The event was also marked by the coming of the groom-to-be family where both families introduce one another. Traditionally the parents of the groom cannot attend. But our rule of thumb was: it is good to preserves tradition, but good-natured common sense comes first. The thing is about these traditions, most of them positions the bride and groom as non-opinionated objects where dialogues are exchanged between family reps only, or if chances were given, the dialogues were so meaningless (like the parents asking if the bride-to-be is certain to take the groom-to-be). I have two issues with that. First, it came accross as if I was an object who was courted by the male. To me, marriage, was a decision. Not a request. Second, we are two adults who had gone through hills to get here. It was our battle, it was our Everest. Leaving the dialogue to the family reps felt belittling out efforts. So we requested our time to speak.

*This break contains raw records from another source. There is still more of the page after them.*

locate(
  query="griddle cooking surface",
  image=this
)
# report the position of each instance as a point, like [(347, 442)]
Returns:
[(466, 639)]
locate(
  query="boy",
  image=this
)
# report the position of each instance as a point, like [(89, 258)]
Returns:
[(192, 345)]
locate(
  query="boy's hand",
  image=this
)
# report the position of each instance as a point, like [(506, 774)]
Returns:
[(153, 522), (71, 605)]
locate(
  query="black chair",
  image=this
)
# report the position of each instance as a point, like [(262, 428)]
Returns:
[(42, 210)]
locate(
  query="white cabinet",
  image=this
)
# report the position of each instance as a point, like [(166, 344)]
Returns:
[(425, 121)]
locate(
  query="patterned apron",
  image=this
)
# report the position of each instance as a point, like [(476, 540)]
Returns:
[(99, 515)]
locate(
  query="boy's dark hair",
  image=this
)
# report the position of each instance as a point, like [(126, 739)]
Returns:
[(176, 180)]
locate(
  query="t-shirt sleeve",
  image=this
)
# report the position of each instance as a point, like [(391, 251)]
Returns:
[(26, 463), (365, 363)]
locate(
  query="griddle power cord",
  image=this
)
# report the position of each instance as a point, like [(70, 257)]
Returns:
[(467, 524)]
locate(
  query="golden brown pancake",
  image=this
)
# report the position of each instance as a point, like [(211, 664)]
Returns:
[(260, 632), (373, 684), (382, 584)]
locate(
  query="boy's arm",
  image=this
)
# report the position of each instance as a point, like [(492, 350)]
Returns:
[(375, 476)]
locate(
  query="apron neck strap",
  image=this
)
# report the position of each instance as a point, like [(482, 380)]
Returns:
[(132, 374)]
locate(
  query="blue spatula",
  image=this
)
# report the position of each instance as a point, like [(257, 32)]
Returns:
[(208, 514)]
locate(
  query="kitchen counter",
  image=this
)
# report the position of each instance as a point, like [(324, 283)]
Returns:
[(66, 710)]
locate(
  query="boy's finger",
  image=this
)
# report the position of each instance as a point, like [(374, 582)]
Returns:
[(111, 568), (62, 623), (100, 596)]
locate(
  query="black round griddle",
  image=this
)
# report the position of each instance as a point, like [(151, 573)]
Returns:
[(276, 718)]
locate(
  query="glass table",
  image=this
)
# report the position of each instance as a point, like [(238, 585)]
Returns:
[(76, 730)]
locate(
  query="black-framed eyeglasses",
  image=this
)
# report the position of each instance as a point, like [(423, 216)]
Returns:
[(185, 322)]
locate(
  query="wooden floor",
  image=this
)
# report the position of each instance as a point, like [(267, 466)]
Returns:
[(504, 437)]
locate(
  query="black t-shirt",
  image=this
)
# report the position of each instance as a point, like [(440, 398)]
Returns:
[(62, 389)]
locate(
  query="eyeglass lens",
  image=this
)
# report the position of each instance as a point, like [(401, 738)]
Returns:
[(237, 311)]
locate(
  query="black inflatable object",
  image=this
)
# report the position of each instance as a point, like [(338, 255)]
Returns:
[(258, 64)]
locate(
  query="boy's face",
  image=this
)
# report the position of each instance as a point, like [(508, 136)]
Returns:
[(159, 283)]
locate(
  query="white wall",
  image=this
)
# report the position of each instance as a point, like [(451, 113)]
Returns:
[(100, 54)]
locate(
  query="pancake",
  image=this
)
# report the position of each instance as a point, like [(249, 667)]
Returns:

PS: if you noticed, the groom-to-be family are all wearing Minang traditional clothes (Teluk Belanga and Songket), whilst the bride-to-be family in Javanesse's (Beskap and batik cloth).

What he said ...


Kepada keluarga besar Ir. H Arifin Sasongko dan Kel besar Dhani yg Dhani hormati dan sayangi...
 Dhani ucapkan terima kasih yg amat sangat atas berkenannya utk mengiringi niat dan ikhtiar bersama Dhani dan Anggie utk menikah. Keputusan untuk menikah ini adalah hasil hati, ikhtiar dan pikiran Dhani dan Anggie bersama. Kami diberkahi waktu dan perjalanan ujian yang panjang untuk dapat berada disini. Untuk menjalani sisa hidup kami sebagai suami istri, insya Allah, tujuan kami tersebut sudah mantap.  Dengan segala kerendahan hati dan basmallah, Dhani mohonkan doa restunya.”

What she said ... 

"Papa dan Mama yg Anggie cintai dan juga kel besar Anggie dan Dhani:  perkenankan Anggie untuk menyatakan bahwa yg dikatakan Dhani benar adanya. Kami berbagi dunia sejak remaja, namun dipertemukan baru saat kami menempuh studi di tanah Inggris, tepat di saat kami mulai memupuk kedewasaan dan jati diri kami. Anggie sekarang adalah juga hasil Dhani, dan Dhani sekarang adalah juga hasil Anggie. Hanya dengan ijin Allah SWT, serta kebesaran dan kasih sayang keluarga kami berdua,dapat berada disini. Dengan diiringi basmallah dan kerendahan hati, Anggie mohonkan doa restu Papa dan Mama, serta juga keluarga besar.”



Akad Nikah 

20th April 2013






Guided by the barely audible whispers of istighfar from my father, Dhani and him completed the ijab kabul. Then I became someone else’s wife
















We grew up sharing the same world
Yet cross path only when we were ready to discover ourselves in the land of the Angles
We became us with never a forever in our minds
Yet there have been no other us ever able to replace
What is you is me, and what is me is you

For us, we learned strength 


For us, we learned will
For us, we learned patience
From us, we learned life
Besar and Small, 20th April 2013 









1 comment:

  1. Congratulations ya Anggie dan Dhamu...semoga awet, bahagia terus dan selalu penuh berkah dan rahmat dari Allah...amin!